69 through 79 76, 78 75, 77 More lenses. Object $o$stands on the central axis of a thin symmetric lens. For this situation, each problem in Table 34-8 refers to (a) the lens type, converging $\left(C\right)$ or diverging $\left(D\right)$ , (b) the focal distance $f$ , (c) the object distance p, (d) the image distance i, and (e) the lateral magnification m. (All distances are in centimeters.) It also refers to whether (f) the image is real $\left(R\right)$or virtual $\left(V\right)$, (g) inverted $\left(I\right)$ or non-inverted (NI) from $O$, and (h) on the same side of the lens as $O$or on the opposite side. Fill in the missing information, including the value of m when only an inequality is given, where only a sign is missing, answer with the sign.

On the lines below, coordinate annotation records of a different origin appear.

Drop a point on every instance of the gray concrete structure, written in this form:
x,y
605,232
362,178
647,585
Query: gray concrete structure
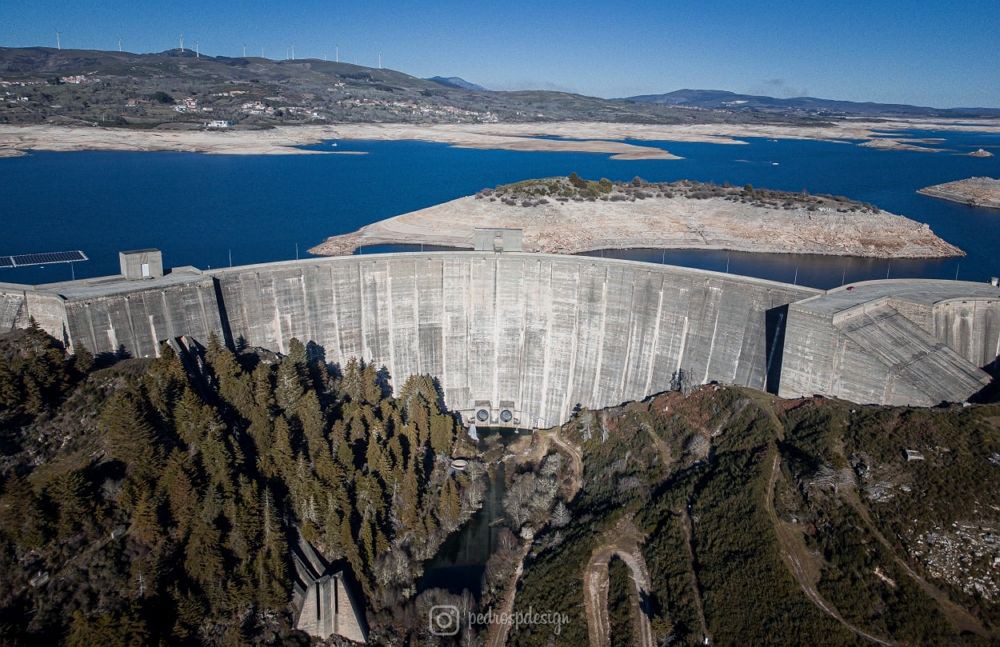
x,y
497,239
323,600
141,264
526,337
918,342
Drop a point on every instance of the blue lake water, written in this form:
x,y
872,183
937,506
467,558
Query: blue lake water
x,y
199,209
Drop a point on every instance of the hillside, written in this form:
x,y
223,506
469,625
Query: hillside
x,y
147,501
746,519
805,106
180,89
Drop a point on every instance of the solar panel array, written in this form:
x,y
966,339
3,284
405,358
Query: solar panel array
x,y
23,260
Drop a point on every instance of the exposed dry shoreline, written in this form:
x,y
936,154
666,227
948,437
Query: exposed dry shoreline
x,y
579,136
662,223
973,191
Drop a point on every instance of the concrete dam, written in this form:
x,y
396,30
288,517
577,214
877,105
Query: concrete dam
x,y
520,339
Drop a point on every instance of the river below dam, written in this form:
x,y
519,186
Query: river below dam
x,y
217,210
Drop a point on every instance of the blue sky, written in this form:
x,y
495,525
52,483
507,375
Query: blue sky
x,y
932,53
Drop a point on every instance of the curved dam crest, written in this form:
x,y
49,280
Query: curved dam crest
x,y
537,334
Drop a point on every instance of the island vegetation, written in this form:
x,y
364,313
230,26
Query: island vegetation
x,y
973,191
572,215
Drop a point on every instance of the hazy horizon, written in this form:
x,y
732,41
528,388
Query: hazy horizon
x,y
892,52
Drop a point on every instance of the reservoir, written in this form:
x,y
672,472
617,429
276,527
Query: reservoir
x,y
461,561
210,210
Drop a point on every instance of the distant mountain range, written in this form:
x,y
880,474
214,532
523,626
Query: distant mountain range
x,y
180,89
731,101
457,82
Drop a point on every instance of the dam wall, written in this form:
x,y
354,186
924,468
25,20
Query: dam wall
x,y
521,339
907,342
533,334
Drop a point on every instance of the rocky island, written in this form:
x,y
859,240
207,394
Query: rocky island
x,y
570,215
973,191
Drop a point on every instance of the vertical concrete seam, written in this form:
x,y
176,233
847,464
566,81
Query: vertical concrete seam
x,y
334,318
567,392
600,339
656,338
391,330
630,332
543,403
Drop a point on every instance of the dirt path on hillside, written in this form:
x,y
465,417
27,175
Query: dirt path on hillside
x,y
498,632
497,636
623,541
576,462
800,562
695,585
961,619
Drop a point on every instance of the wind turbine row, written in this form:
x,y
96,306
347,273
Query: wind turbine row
x,y
289,51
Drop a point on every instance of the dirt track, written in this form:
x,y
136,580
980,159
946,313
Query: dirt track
x,y
622,541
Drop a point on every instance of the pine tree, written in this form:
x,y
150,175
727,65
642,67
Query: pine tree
x,y
69,493
178,485
21,517
83,359
449,505
128,435
145,525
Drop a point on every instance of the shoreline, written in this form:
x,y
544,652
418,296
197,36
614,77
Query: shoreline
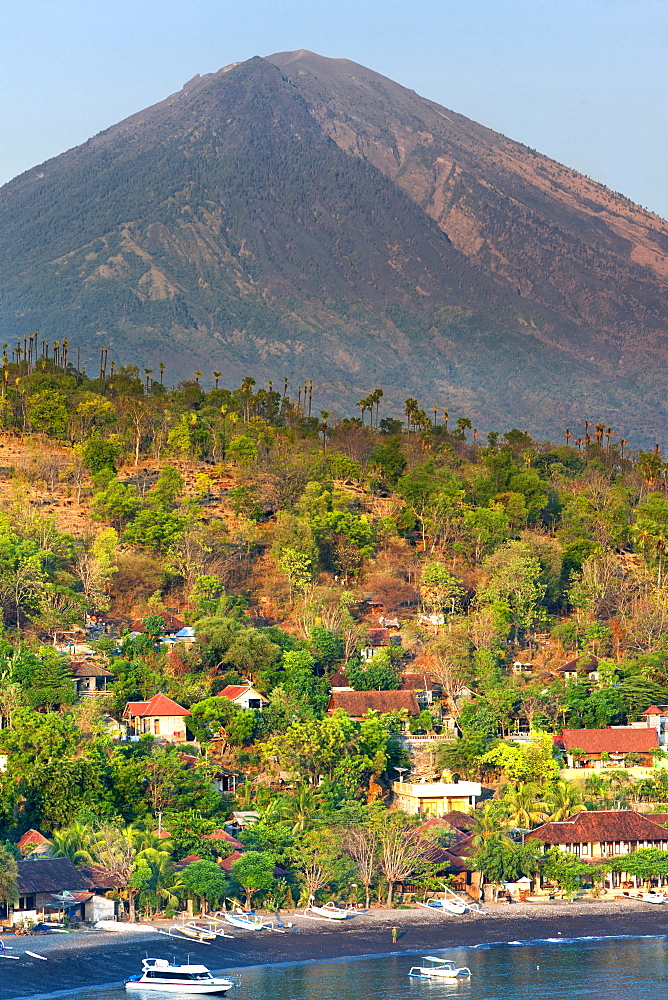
x,y
98,958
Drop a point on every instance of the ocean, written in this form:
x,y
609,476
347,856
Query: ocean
x,y
635,968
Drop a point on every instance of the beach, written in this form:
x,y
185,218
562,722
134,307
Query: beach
x,y
96,958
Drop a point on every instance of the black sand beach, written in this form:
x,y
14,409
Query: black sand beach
x,y
97,958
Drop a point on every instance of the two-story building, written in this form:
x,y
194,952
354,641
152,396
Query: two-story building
x,y
604,834
159,716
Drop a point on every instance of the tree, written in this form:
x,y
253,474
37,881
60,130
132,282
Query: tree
x,y
317,856
205,880
361,843
525,809
9,873
513,578
530,762
500,860
114,852
565,869
254,871
401,854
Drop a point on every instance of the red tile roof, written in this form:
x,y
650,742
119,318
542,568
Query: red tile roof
x,y
604,826
159,704
358,703
225,836
171,623
226,863
583,664
233,691
377,637
32,837
623,739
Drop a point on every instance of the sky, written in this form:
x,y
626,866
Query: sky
x,y
583,81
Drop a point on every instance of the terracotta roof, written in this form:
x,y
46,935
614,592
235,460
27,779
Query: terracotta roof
x,y
457,821
377,637
172,624
624,739
159,704
50,875
32,837
604,826
223,835
339,679
358,703
583,664
233,691
99,878
226,863
88,669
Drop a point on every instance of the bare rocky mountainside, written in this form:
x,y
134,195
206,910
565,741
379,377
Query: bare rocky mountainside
x,y
306,217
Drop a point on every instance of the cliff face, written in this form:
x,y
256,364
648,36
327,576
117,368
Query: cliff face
x,y
307,217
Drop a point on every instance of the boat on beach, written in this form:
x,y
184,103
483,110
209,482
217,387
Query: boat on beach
x,y
193,980
330,911
440,968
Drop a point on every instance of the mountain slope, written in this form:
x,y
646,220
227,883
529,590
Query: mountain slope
x,y
306,217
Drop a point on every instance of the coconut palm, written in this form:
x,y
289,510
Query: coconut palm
x,y
76,842
490,820
563,800
524,808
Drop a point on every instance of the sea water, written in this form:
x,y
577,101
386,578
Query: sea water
x,y
630,968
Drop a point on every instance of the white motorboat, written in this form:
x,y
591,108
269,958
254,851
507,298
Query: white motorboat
x,y
440,968
245,920
330,911
193,980
455,906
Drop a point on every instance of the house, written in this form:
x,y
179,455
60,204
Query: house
x,y
377,639
656,717
89,677
427,691
33,844
356,704
41,881
616,746
171,624
607,833
339,682
581,667
243,696
160,716
436,798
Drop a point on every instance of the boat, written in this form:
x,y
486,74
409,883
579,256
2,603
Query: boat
x,y
455,906
192,931
440,968
194,980
244,920
330,911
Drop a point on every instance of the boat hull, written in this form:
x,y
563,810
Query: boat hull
x,y
217,988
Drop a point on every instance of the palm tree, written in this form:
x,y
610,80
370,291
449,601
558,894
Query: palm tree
x,y
524,810
76,842
563,799
490,822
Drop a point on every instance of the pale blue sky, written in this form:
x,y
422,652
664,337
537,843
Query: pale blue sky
x,y
584,81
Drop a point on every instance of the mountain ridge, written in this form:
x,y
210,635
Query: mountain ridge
x,y
271,219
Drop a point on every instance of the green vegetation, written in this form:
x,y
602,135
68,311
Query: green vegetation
x,y
222,509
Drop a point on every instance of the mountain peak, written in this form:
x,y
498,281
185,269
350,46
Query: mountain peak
x,y
305,216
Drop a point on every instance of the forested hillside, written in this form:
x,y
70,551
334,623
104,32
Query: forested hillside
x,y
282,537
304,217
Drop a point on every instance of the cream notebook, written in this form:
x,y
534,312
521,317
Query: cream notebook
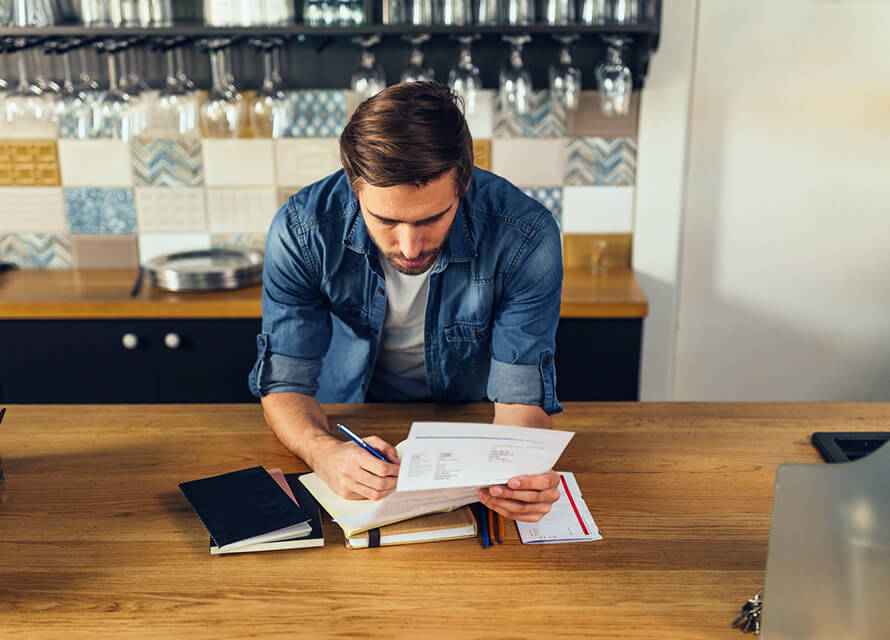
x,y
433,527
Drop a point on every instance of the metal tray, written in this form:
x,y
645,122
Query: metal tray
x,y
206,269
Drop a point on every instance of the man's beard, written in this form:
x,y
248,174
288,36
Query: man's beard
x,y
429,258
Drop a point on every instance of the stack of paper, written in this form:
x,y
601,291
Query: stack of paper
x,y
443,465
569,519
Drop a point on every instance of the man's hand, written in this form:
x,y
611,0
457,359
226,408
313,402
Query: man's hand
x,y
526,498
353,473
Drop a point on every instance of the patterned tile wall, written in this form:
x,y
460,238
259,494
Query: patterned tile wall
x,y
102,203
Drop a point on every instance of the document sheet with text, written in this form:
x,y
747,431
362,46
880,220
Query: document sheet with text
x,y
448,455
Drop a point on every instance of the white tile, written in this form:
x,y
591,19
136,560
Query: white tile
x,y
592,209
482,118
529,162
152,245
170,209
232,210
95,163
306,160
235,163
32,210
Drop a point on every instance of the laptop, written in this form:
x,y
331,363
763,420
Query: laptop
x,y
828,564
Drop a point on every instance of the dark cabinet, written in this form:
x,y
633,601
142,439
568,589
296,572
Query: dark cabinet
x,y
147,361
128,361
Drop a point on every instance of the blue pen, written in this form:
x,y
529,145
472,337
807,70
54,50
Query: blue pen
x,y
364,445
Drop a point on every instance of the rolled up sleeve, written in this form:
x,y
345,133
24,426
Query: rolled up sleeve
x,y
524,326
296,330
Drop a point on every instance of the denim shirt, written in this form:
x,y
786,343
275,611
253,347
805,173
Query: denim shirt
x,y
491,314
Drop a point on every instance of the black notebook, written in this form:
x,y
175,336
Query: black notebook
x,y
308,504
245,507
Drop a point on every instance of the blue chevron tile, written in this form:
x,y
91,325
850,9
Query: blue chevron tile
x,y
600,161
544,119
167,162
550,197
36,250
100,210
317,113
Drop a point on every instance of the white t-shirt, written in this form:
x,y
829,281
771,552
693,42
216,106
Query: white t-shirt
x,y
400,372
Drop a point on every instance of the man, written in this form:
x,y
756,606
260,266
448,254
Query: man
x,y
409,276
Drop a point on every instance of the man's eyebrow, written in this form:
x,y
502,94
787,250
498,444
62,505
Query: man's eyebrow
x,y
428,219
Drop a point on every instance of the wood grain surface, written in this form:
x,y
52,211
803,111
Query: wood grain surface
x,y
105,293
96,540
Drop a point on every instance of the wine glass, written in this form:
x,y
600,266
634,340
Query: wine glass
x,y
465,79
222,112
368,79
74,107
116,112
565,77
184,81
27,108
416,71
175,111
269,107
614,80
515,82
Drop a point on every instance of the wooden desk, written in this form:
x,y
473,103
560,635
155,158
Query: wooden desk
x,y
96,541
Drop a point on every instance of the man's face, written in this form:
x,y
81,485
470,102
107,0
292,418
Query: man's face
x,y
409,223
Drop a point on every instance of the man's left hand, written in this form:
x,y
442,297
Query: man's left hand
x,y
526,498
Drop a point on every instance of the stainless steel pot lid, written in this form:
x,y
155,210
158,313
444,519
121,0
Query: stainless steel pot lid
x,y
206,269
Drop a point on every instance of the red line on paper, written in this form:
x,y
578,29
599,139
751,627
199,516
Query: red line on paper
x,y
572,502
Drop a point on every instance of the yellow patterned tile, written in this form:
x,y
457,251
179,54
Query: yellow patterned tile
x,y
29,163
482,153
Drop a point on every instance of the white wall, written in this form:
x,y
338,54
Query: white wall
x,y
785,262
661,173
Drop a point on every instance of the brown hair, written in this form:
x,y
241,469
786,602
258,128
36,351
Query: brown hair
x,y
409,133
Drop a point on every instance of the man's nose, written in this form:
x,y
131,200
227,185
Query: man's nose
x,y
410,242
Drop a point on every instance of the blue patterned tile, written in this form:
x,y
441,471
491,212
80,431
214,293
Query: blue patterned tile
x,y
317,113
544,119
600,161
167,162
100,210
550,197
36,250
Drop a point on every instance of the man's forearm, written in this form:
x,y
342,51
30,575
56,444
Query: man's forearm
x,y
299,423
521,415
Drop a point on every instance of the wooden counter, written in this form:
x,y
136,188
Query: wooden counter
x,y
96,540
36,294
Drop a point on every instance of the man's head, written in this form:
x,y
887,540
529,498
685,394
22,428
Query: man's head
x,y
408,155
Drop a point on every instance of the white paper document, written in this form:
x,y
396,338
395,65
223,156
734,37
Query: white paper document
x,y
442,455
569,519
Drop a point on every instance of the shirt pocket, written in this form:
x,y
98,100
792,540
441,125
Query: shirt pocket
x,y
466,342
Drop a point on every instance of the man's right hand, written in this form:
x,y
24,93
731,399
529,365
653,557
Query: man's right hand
x,y
353,473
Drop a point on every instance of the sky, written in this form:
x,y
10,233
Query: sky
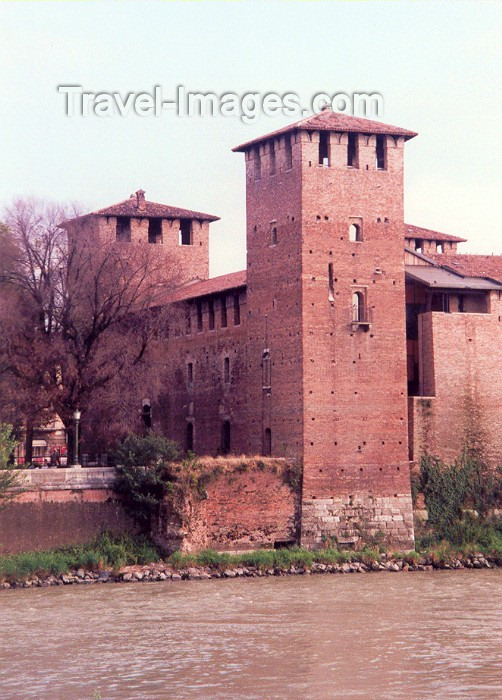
x,y
437,65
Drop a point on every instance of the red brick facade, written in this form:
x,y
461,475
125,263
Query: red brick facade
x,y
305,355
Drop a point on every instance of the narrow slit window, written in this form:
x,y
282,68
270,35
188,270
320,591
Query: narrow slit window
x,y
188,320
210,313
266,370
185,232
352,151
331,284
189,437
224,318
267,442
257,164
272,158
324,148
225,437
380,152
237,310
358,307
199,317
155,231
123,229
288,152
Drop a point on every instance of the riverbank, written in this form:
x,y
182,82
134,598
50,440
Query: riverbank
x,y
293,562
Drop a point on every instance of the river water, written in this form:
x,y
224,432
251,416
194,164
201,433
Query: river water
x,y
388,635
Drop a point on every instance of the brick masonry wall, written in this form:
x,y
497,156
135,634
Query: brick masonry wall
x,y
246,508
249,504
463,391
208,399
61,507
354,378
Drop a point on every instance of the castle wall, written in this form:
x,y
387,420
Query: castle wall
x,y
274,299
249,504
355,422
211,393
461,385
62,507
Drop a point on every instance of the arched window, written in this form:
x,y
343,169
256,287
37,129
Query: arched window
x,y
266,370
267,442
225,437
357,307
189,437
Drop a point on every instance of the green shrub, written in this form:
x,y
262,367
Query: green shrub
x,y
10,479
145,475
450,490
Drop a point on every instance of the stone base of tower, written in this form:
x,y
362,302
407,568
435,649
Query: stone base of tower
x,y
362,518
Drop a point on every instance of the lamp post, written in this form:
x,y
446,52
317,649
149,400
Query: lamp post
x,y
76,419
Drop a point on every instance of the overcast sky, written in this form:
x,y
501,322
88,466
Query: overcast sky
x,y
437,65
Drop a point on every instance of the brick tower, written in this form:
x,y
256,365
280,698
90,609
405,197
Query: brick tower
x,y
326,320
178,238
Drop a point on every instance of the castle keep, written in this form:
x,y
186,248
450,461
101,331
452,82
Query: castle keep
x,y
351,344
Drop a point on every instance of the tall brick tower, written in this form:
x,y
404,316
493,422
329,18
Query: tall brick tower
x,y
326,317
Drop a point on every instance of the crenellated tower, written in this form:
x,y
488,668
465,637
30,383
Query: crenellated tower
x,y
326,317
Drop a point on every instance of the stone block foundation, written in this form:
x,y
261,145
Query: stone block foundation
x,y
359,519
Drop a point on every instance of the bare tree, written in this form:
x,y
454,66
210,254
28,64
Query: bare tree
x,y
77,314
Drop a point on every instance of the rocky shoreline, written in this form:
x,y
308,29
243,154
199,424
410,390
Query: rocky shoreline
x,y
163,572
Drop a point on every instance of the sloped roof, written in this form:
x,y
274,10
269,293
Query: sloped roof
x,y
333,121
214,285
153,210
149,210
411,231
440,278
487,266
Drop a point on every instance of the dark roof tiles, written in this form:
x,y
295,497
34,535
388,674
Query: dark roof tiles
x,y
333,121
411,231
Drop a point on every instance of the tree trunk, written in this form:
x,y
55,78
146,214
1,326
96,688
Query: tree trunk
x,y
70,432
28,444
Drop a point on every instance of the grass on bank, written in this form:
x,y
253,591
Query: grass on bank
x,y
110,552
104,552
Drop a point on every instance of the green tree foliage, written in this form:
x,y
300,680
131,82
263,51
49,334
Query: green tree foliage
x,y
459,495
146,475
10,479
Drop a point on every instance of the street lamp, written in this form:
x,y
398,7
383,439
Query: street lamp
x,y
76,418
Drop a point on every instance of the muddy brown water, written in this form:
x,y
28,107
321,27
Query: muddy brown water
x,y
408,635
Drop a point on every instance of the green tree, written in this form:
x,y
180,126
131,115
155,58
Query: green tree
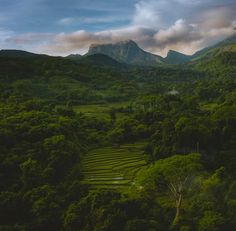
x,y
174,174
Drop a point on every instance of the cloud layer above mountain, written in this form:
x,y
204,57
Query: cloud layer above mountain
x,y
156,25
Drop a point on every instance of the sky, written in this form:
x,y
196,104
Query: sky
x,y
63,27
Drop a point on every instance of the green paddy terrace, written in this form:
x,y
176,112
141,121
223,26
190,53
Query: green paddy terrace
x,y
113,167
101,110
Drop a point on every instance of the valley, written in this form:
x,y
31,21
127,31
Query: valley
x,y
113,167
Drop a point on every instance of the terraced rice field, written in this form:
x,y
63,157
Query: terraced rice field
x,y
113,168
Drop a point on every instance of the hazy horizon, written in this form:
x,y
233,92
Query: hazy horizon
x,y
61,28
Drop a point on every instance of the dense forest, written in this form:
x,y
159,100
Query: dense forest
x,y
62,119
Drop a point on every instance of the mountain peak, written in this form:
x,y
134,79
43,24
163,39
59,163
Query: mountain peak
x,y
175,57
126,51
119,43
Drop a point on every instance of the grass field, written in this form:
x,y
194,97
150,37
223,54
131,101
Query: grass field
x,y
100,110
113,168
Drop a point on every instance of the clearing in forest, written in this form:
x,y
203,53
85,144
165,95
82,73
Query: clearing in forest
x,y
113,167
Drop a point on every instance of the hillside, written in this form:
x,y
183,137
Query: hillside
x,y
127,52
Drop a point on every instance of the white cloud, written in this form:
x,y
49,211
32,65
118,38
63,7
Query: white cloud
x,y
149,27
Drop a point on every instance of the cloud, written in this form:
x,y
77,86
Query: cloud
x,y
156,25
180,32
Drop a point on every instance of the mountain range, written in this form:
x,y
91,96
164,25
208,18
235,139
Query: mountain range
x,y
129,53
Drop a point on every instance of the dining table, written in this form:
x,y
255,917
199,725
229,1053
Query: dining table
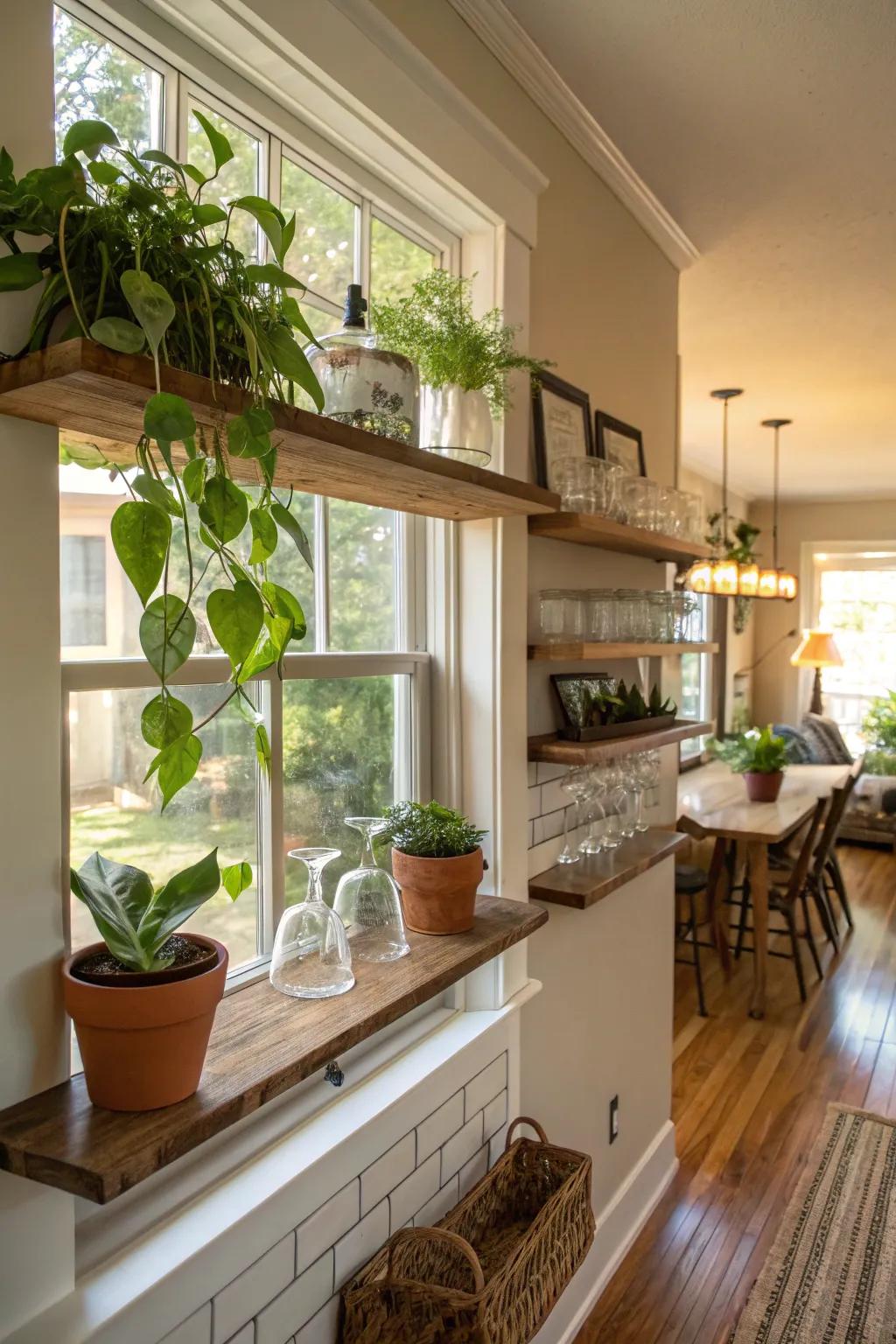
x,y
713,802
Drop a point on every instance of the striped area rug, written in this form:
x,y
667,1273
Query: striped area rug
x,y
830,1277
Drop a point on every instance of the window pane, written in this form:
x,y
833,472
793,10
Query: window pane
x,y
115,812
82,578
361,564
97,80
323,253
339,744
396,261
241,176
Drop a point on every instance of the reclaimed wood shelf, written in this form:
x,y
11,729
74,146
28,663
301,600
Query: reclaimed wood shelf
x,y
609,536
262,1043
98,396
584,652
595,875
554,750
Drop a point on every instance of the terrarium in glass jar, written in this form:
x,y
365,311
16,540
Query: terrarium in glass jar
x,y
363,385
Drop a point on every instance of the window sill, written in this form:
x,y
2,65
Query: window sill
x,y
262,1045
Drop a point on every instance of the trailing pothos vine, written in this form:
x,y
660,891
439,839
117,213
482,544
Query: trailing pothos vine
x,y
133,258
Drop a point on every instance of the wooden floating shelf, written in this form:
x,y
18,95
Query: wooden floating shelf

1. The lens is a converging type of lens.
2. The object distance, $p=+20\text{cm}$
3. The focal length of the lens, $f=10\text{cm}$
4. The lens is converging.

An object, when placed in front of a lens, produces an image. It could be real or virtual, magnified or diminished, inverted or not inverted. The type of image is decided by the type of lens used, the focal length of the lens, and the distance of the object from the lens.

Formulae:

The lens formula, $\frac{1}{f}=\frac{1}{p}+\frac{1}{i}$ (i)

The magnification formula of the lens, $m=-\frac{i}{p}$ (ii)

From the given data in table, the lens is converging.

From the data in table, the focal distance is +10cm .

The object distance is +20 cm as given in the problem.

Using the given data in equation (i), the image distance can be given as follows:

$$\begin{gathered} \frac{1}{i}=\frac{1}{10}-\frac{1}{20} \\ =\frac{1}{20} \\ i=+20\text{cm} \end{gathered}$$

Hence, the image distance is $+20\mathrm{cm}$and positive.

Now, using the given object distance and the above image distance, we can get the lateral magnification of the lens as follows:

$$\begin{gathered} m=\frac{-20}{20} \\ =-1.0\text{cm} \end{gathered}$$

Hence, the lateral magnification is $-1.0\mathrm{cm}$.

The image is real because the image distance is positive.

Hence, the image is real (R).

The image is inverted as the lens is converging.

Hence, the image is inverted (I).

The image is on the opposite of the lens as O since the image distance is positive.

Hence, the image is on the opposite side of object.